Wasser has always been in thrall to ’70s soul, but The Deep Field goes in with both feet. It’s a fully fledged attempt to capture the cosmic mixture of funky fun, lush production values and sonic adventurousness heard on Marvin Gaye’s What’s Going On, Sly Stone’s Fresh and Stevie Wonder’s Fulfillingness’ First Finale, with a touch of Funkadelic to taste. Odd, layered harmonies break into the mix and then swiftly depart; analog synths squelch; songs wander off into unexpected corners and then zip back to nail a killer chorus.
When it all clicks it’s deliriously good. “The Action Man” is rapturously melodic, climbing to a slow fade of warm brass, low strings and blended voices which suggest that all four Stylistics are hiding in the headphones. “Kiss The Specifics” must surely have fallen off the end of Al Green Is Love, while “Chemmie” is Wasser making like post-Supremes Diana Ross and letting biology do all the heavy lifting: “It’s elemental, a force of nature”.
This turns out to be a lyrical manifesto for the entire album – stop thinking, start feeling, trust your instincts and keep moving. On “The Magic”, Wasser is looking for “the right way out of my mind”, a question which might seem more profound if the song didn’t sound like Flight Of The Conchords’ “Mutha Uckas”.
Even when The Deep Field doesn’t quite work it remains compelling. “Nervous”, a proggy-soul broth with Moog synths and a bit of Bowie thrown into the pot, meanders around trying to work out exactly what it is before stumbling upon a gloriously uplifting chorus. “Human Condition” is strange soul muzak, on which regular vocal foil Joseph Arthur unveils his karaoke Barry White, Wasser comes on like late period Joni Mitchell, and cheesy bass honks over maddening chord changes.
It’s intriguing, but you might not want to live there. The Deep Field fearlessly maps out new territory for Wasser without ever quite allaying the suspicion that she’s playing against her more obvious strengths. But that’s the thing about taking a leap forward. It’s almost inevitable that something precious will get left behind.
Graham Thomson
Q+A Joan Wasser
How conscious was the decision to change tack with this album?
To Survive felt too heavy, I wasn’t liking some of the vibes, so I did the Cover record to get out of my own boring head. I felt that liking only half the songs on To Survive wasn’t a good enough percentage, so I changed things. I’m sure people do expect something from a new Joan As Police Woman record, but I hope I’ve written music broad enough in the past that there’s space for whatever this record is. It feels the most like me, because it is.

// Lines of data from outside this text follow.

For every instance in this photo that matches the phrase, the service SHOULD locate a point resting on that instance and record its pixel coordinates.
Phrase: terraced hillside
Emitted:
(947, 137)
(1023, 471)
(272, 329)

You sound much more upbeat. Why?
I’ve come out of a really difficult period and I feel a lot happier. I’m sorry if that upsets anyone! I refuse to be in this wonderful life and be miserable.
The soul influences have always been there but they’re much more overt this time.
I always return to soul music, I listen to it a lot. When I started writing music I felt I wasn’t really worthy or capable of writing the kind of music I really wanted to listen to, but I allowed myself to do that more this time. It’s my favourite stuff, the ’70s soul stuff. That music has carried me through a lot.